I have a Pfsense firewall / router on a netgate 1100 and configured port 24 as the uplink to the lan port on the pfsense.

I have 5 vlan's configured on the tp-link switch. 1 vlan default and 4 other vlan's.

some ports are untagged member of a particular vlan and port 24 is a tagged member of all 4 vlan's. Every port is untagged member of default vlan. Also the port on the switch where my ubiquiti is on is tagged to all vlan's this is port 7. The AP has multiple vlan's configured and the AP itself is on port 7 PVID 1 (default vlan). The SSID's on the AP are the other vlan's, vlan only.

When i connect to the Ubiquiti AP with a client let's say to a vlan 3 SSID i get an IP from vlan 1, thats wrong but that means i did something wrong with the ports tagged of untagged i think. The vlan's on Pfsense are the same as the vlan's on the tp-link switch.
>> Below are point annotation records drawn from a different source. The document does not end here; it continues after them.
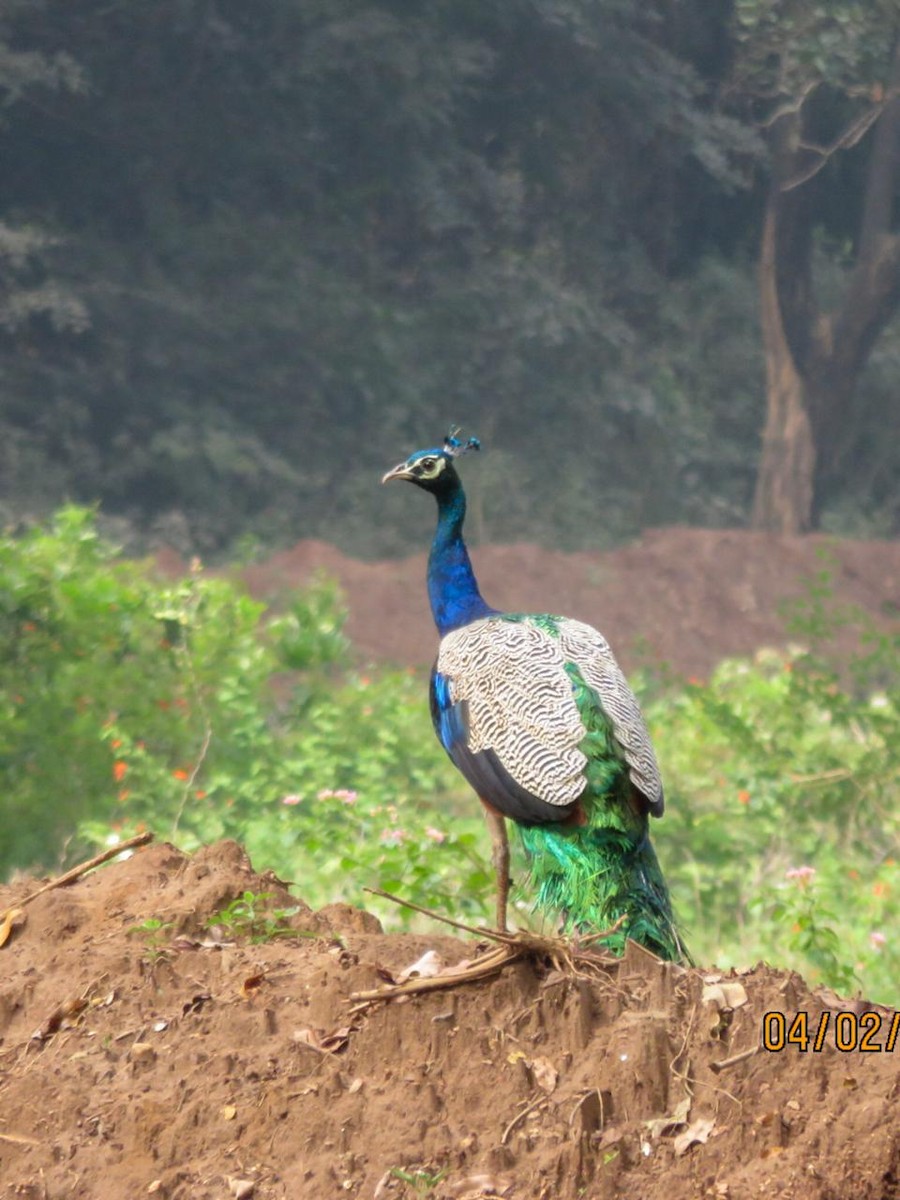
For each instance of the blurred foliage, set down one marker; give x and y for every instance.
(262, 251)
(131, 703)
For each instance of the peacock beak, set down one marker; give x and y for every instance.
(400, 472)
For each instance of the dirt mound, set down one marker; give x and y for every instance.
(683, 597)
(185, 1062)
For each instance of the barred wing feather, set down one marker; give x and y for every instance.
(505, 711)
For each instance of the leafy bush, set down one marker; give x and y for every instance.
(133, 703)
(130, 702)
(783, 834)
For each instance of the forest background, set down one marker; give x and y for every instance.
(252, 255)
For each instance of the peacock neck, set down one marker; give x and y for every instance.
(453, 588)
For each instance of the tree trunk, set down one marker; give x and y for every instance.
(783, 502)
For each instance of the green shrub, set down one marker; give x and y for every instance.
(129, 702)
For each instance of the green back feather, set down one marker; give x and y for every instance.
(605, 869)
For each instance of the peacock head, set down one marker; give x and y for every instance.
(433, 469)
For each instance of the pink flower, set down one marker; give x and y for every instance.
(802, 874)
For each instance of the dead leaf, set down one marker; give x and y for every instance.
(695, 1134)
(19, 1139)
(426, 967)
(195, 1003)
(545, 1074)
(661, 1126)
(252, 984)
(142, 1054)
(241, 1189)
(61, 1018)
(10, 917)
(725, 995)
(322, 1042)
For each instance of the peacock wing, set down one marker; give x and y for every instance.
(504, 709)
(589, 651)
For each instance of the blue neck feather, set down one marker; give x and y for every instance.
(453, 588)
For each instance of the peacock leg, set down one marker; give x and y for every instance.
(499, 857)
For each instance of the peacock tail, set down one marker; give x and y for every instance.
(605, 870)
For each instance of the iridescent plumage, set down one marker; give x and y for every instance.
(538, 717)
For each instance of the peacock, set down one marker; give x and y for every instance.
(537, 714)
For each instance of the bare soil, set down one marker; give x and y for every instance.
(193, 1063)
(681, 597)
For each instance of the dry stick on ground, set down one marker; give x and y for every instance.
(61, 881)
(511, 948)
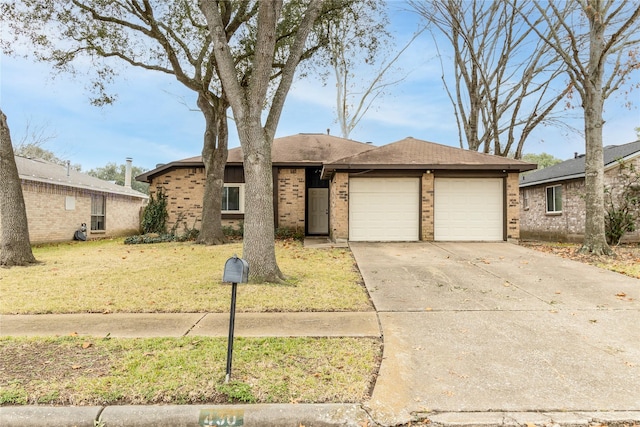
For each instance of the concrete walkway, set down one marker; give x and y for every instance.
(475, 334)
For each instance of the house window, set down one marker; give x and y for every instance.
(98, 212)
(554, 199)
(233, 198)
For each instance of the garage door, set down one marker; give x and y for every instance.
(384, 209)
(468, 209)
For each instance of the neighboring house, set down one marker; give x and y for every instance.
(552, 199)
(58, 200)
(328, 186)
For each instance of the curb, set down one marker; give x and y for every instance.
(259, 415)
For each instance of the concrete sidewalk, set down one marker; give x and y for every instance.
(474, 335)
(148, 325)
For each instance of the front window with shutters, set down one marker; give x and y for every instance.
(98, 212)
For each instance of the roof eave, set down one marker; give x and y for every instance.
(552, 180)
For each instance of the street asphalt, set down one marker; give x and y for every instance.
(475, 334)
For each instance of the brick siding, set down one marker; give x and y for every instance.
(567, 226)
(339, 207)
(513, 206)
(49, 220)
(185, 190)
(291, 198)
(427, 207)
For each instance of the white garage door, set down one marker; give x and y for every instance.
(384, 209)
(468, 209)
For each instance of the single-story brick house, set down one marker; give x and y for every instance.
(58, 200)
(552, 199)
(347, 190)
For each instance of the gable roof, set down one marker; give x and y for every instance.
(411, 153)
(39, 170)
(574, 168)
(303, 149)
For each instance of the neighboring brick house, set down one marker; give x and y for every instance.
(348, 190)
(552, 203)
(58, 200)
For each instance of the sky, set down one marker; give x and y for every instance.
(155, 120)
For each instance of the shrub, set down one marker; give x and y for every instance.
(155, 215)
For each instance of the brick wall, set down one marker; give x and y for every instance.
(339, 207)
(513, 206)
(427, 207)
(55, 212)
(291, 198)
(185, 190)
(566, 226)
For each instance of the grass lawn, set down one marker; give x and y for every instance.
(82, 371)
(626, 261)
(108, 276)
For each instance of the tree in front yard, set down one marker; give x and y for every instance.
(599, 44)
(622, 204)
(15, 248)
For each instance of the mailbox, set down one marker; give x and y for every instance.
(236, 270)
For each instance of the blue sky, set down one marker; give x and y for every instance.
(155, 119)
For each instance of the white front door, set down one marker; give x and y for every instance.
(318, 211)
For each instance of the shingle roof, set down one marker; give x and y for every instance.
(411, 153)
(574, 168)
(295, 150)
(42, 171)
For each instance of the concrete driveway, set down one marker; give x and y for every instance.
(479, 327)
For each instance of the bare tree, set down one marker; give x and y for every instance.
(357, 42)
(247, 86)
(15, 248)
(501, 87)
(169, 37)
(599, 41)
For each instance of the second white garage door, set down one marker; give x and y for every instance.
(384, 209)
(468, 209)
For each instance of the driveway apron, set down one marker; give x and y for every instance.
(498, 327)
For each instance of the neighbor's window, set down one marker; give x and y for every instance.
(233, 198)
(554, 199)
(98, 212)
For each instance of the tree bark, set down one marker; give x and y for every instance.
(247, 92)
(595, 240)
(15, 248)
(214, 157)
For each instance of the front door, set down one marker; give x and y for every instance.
(318, 211)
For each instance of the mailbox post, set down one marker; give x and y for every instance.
(236, 270)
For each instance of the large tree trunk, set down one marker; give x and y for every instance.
(595, 240)
(15, 248)
(214, 157)
(258, 242)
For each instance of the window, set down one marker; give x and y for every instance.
(233, 198)
(554, 199)
(98, 212)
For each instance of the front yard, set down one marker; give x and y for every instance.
(108, 276)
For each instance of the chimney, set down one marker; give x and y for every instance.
(127, 173)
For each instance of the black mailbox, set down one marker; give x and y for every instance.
(236, 270)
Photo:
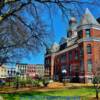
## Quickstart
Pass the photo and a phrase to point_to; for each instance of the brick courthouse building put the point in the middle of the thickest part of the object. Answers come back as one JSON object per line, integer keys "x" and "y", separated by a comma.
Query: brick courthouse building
{"x": 78, "y": 53}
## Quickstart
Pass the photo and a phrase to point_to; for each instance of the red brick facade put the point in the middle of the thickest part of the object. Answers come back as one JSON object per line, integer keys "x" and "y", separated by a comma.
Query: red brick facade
{"x": 79, "y": 55}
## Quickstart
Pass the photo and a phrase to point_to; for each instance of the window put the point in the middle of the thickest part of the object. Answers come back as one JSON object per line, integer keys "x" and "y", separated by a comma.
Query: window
{"x": 63, "y": 58}
{"x": 81, "y": 51}
{"x": 80, "y": 34}
{"x": 70, "y": 55}
{"x": 89, "y": 62}
{"x": 76, "y": 55}
{"x": 89, "y": 49}
{"x": 88, "y": 33}
{"x": 81, "y": 66}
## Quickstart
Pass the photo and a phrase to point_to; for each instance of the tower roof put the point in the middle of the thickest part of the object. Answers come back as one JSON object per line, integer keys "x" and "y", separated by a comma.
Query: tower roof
{"x": 88, "y": 18}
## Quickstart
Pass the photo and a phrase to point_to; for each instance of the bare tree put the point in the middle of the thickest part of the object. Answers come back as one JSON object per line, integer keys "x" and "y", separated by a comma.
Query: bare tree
{"x": 23, "y": 26}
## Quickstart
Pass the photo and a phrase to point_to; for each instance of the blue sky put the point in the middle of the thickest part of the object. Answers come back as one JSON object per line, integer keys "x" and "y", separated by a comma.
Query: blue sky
{"x": 60, "y": 27}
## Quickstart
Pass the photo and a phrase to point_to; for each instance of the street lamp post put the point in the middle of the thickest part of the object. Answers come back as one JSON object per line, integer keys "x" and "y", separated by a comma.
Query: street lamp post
{"x": 64, "y": 74}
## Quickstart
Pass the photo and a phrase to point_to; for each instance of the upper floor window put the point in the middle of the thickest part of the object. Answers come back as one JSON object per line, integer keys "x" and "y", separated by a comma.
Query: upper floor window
{"x": 88, "y": 33}
{"x": 76, "y": 54}
{"x": 63, "y": 58}
{"x": 70, "y": 55}
{"x": 89, "y": 63}
{"x": 89, "y": 49}
{"x": 81, "y": 66}
{"x": 80, "y": 34}
{"x": 81, "y": 51}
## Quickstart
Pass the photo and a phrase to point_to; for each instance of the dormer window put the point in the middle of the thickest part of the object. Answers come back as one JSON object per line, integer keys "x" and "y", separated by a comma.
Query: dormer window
{"x": 88, "y": 33}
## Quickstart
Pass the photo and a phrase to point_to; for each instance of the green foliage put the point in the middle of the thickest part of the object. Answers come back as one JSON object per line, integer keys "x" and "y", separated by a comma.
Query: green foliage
{"x": 96, "y": 80}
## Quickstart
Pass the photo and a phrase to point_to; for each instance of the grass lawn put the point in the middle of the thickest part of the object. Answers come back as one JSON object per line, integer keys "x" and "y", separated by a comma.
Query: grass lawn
{"x": 85, "y": 93}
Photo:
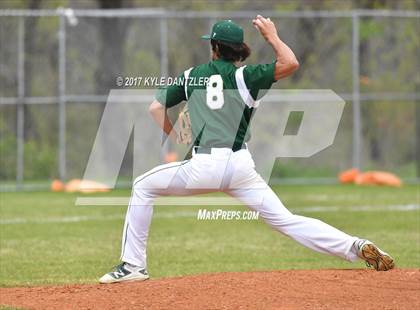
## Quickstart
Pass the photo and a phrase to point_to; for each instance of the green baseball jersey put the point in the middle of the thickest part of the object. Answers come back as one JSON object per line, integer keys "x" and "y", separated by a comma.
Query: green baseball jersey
{"x": 221, "y": 100}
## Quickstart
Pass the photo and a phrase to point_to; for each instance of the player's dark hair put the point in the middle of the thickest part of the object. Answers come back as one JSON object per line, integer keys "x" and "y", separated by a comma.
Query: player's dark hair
{"x": 231, "y": 51}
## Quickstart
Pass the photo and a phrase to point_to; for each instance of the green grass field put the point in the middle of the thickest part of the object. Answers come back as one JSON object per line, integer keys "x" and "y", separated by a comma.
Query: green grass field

When the configuration of the vlan's is like this:

VLAN 1: all ports untagged

VLAN 2: ports with PVID 2 untagged member of this vlan and port 7 and 24 tagged

VLAN 3: idem but now the ports have PVID 3.

etc.

Above is the right setting with tagged and untagged trafic?

When a client connects to a SSID in vlan 3 it must get an ip from Pfsense from vlan 3 because the traffic is tagged in vlan 3 an goes to port 7 and 24 to Pfsense i believe.

I also did connect the OPT port in Pfsense to port 9 on the tp-link switch. Port 9 on tp-link is PVID 10 and no tagged ports on port 9. Made an vlan 10 in Ubiquiti AP and a SSID connected to that network. I can connect with the SSID in vlan 10 but get an ipnumber of another vlan....

So must port 9 be tagged to certain vlan's on the tp-link switch? how does the port knows if traffic from vlan 10 must go through port 9 which has no vlan 10 on pfsense?